Segensbüro "Blessed Pfalz"
Segen auf dem Riesenrad des Wurstmarkts
Die Kirche muss zu den Menschen gehen, sagt Pfarrerin Diemut Meyer. Mit dem neuen "Segensbüro" der pfälzischen Kirche gastiert sie im September auch auf den "Wurstmarkt", dem größten Weinfest der Welt. Paaren spendet sie dort den göttlichen Segen.

Die Feuertaufe hat das neue "Segensbüro" der pfälzischen Landeskirche bereits hinter sich. "Die Leute standen Schlange", erzählt Pfarrerin Diemut Meyer sichtlich zufrieden. Auf dem "kleinen Pfälzer Kirchentag" im westpfälzischen Otterbach Ende Juni hatte sie ein Zelt aufgebaut. Dort kamen junge und ältere Menschen vorbei, um sich segnen zu lassen. "Kinder, Ehepaare, drei zwölfjährige Freunde, eine Mutter, die ihr Kind verloren hatte, eine Frau, die von ihrem Partner verlassen wurde", zählt Meyer auf. Drei Kolleginnen waren zusätzlich unterwegs und spendeten Passanten mobil den Segen. "Die Nachfrage der Menschen nach einem Ritual, das Gottes Liebe und Kraft zuspricht, ist groß", sagt Meyer.
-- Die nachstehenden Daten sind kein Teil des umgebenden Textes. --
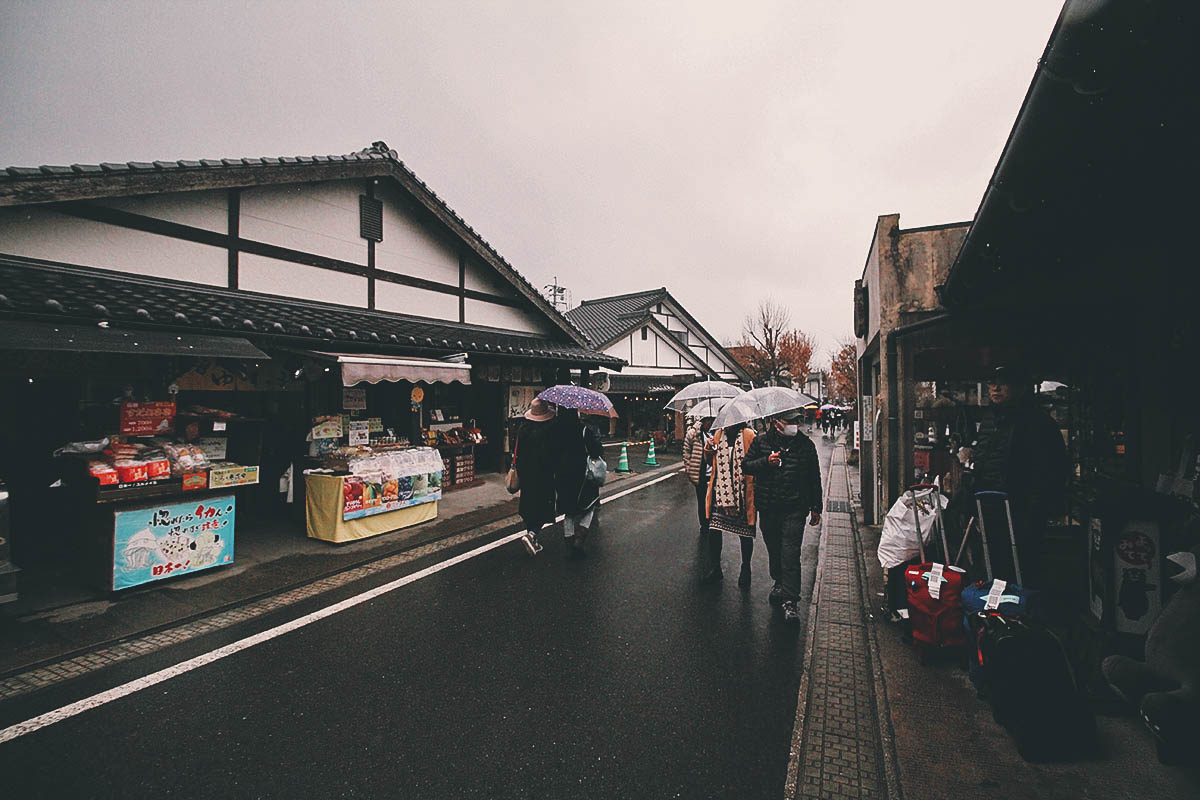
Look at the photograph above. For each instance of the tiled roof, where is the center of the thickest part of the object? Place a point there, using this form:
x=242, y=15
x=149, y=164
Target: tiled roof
x=606, y=318
x=37, y=289
x=49, y=184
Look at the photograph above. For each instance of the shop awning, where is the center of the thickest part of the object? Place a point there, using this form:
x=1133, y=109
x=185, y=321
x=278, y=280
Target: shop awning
x=358, y=367
x=94, y=338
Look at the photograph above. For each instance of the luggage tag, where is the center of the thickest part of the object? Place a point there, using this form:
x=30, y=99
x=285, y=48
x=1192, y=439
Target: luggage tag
x=995, y=594
x=935, y=581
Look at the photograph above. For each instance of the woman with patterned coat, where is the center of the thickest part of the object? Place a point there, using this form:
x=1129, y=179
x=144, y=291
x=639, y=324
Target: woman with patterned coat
x=730, y=500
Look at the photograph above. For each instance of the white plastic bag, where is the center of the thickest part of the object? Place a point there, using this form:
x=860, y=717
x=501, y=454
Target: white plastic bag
x=898, y=541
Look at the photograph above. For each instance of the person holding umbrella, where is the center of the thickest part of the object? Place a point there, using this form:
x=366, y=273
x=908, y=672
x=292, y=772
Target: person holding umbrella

Ziel von "Blessed Pfalz" im Speyerer Landeskirchenrat ist es, "die Menschen auf vielfältige Weise mit Ritualen und Segnungen durch ihr Leben zu begleiten", wie die frühere Bremer Kulturpastorin Meyer sagt. Es gehe darum, besonders auch Menschen zu erreichen, die mit der Kirche bisher keinen oder kaum Kontakt hatten. Bisher ist das "Segensbüro" eine "Ein-Frau-Einrichtung": Die 60-jährige Theologin Meyer organisiert in Kooperation mit Kirchengemeinden und Pfarrer:innen Trauungen, Taufen und Beerdigungen. Auch bietet sie Segenshandlungen zu anderen "Meilensteinen des Lebens" an, etwa Schwangerschaften oder Schulwechsel: Alles auf die individuellen Bedürfnisse der Menschen ausgerichtet und kostenlos, sagt die gebürtige Bochumerin. Wie andere evangelische Landeskirchen setzt die Pfälzer Kirche derzeit auf eine bessere Kommunikation mit ihren Mitgliedern.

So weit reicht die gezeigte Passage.